I glanced up at him, wishing I could evaporate. “Yeah?”
He smiled, the streetlights twinkling in his eyes. “I’d love to come. But what is it exactly?”
“Oh! It’s called Bikes, Brews, and Bonfires. We hold it once a year. People bike around the square, usually while drinking some local beer. And there’s a big bonfire and all kinds of food and live music and usually a charity auction of some kind. I believe, this year, it’s for a new slide for the park playground. Ours is from the eighties I think.”
I babbled myself into silence while he sat there and gazed at my lips as if in a trance. Well, since he was already looking at mine…
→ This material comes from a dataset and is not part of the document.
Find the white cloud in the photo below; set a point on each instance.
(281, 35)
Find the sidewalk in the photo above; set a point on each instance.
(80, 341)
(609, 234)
Hot damn, his lips looked so soft and supple. Obviously, I knew they were from experience. But wow, they looked particularly tasty tonight. And that light stubble of his. Would it be too scratchy or just rough enough? I hadn’t even noticed against it my skin at the concert.
When I bit my lip, his eyes shot up to meet mine, and then we both looked away, guilty at being caught.
“Well,” he said, leaning back in his seat. “I’ve already done one town event. I’m sure I’ll survive another. Does this town have events every other weekend or what?”
I smiled. “We do have a fairly full social calendar every month. It’s our way of making sure to have fun and keep the gossip lines full.” Tapping my fingers on my leg, I tried for a light, casual tone. “You know, if you were around in November, you could attend the Casseroles, Crafts, and Cardigans event. It hit number one on the event polls last year.”
Hunter laughed. “You’re kidding, right? Okay, A, this town loves its alliteration too much, and B, that actually sounds just kooky enough to be entertaining.”
Warmth spread through my chest. “It is.”
We were quiet a moment. Probably both thinking the same thing—that, if everything went according to his plan, he’d leave in two weeks and sell the lodge. He’d been purposely cagey with my mom tonight, but I assumed that was more to irk her than any actual doubt on his part. We’d been such good terms lately that I was afraid to ask.